Vor kurzem hat mein Körper dieser Logik widersprochen. Ein falscher Handgriff, eine ungünstige Bewegung – und plötzlich war da dieser Schmerz im Rücken. Hexenschuss. Von einem Moment auf den anderen ging nichts mehr leicht. Jeder Schritt, jedes Bücken musste überlegt sein. Die Müdigkeit war auf einmal nicht mehr nur ein Gedanke, sondern spürbar im ganzen Körper.

Bei der Bäuerin laufen viele Fäden zusammen

Als Bauernfrau arbeitet man nicht nur mit den Händen. Man arbeitet mit dem Kopf, mit dem Bauchgefühl und sehr oft auch mit dem Herzen. Vieles davon passiert im Stillen, im Hintergrund, unsichtbar für andere: Gedanken, die vorausfühlen, Pläne, die sich leise formen, Entscheidungen, die im Vorbeigehen fallen. All die kleinen Fäden, die zusammengehalten werden. Diese Arbeit steht auf keiner «To‑do‑Liste» – und doch trägt sie den Alltag.

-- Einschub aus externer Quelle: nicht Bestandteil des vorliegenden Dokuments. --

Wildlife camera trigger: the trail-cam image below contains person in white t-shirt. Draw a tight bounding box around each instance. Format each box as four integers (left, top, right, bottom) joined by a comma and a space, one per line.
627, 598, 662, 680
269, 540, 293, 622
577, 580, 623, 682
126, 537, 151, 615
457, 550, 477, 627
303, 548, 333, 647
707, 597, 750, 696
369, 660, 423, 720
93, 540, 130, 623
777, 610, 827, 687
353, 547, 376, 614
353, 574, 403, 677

Manchmal frage ich mich, wie andere Frauen das alles schaffen. In den sozialen Medien sehe ich junge Bäuerinnen mit kleinen Kindern. Sie arbeiten im Stall und auf dem Hof mit, backen Brot, bewirtschaften grosse Gemüsegärten, legen Vorräte an und manche gehen zusätzlich einem Teilzeitpensum auswärts nach. Es wirkt leicht, selbstverständlich – zumindest in den Bildern, die man sieht. Ich staune darüber. Ehrlich. Und ich frage mich, wie sie ihre Kräfte einteilen. Denn mein Alltag ist ähnlich gefüllt, nur fühlt er sich manchmal schwerer an. Vielleicht liegt das nicht daran, dass ich zu wenig leiste. Vielleicht liegt es daran, dass ich mir selbst wenig zugestehe. Dass Müdigkeit in meinem Kopf erst dann erlaubt ist, wenn gar nichts mehr geht. Wenn sie sichtbar wird. Messbar. Begründbar.

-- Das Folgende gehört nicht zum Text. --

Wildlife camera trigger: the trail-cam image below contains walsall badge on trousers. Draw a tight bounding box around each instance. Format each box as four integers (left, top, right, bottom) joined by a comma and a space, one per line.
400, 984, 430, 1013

Negatives kann auch etwas Kleines, Positives mit sich bringen

Der Hexenschuss hat mir gezeigt, dass Grenzen nicht verhandelt werden können. Dass ein Körper nicht wartet, bis alles erledigt ist. Und dass Müdigkeit kein Zeichen von Schwäche ist, sondern ein Hinweis darauf, dass man aufmerksam lebt. Ich versuche seither, bewusster damit umzugehen. Nicht alles allein zu tragen. Nicht jeden Anspruch zu erfüllen – auch nicht den an mich selbst. Hilfe anzunehmen, wo es möglich ist. Dinge liegen zu lassen, ohne sie sofort zu rechtfertigen.

Und manchmal setze ich mich einfach einen Moment länger hin. Ich trinke den Kaffee heiss und nicht nebenbei. Ich höre meinem Rücken zu. Und mir selbst. Die Müdigkeit verschwindet dadurch nicht. Aber sie bestimmt mich weniger. Und ich lerne, ihr zu glauben.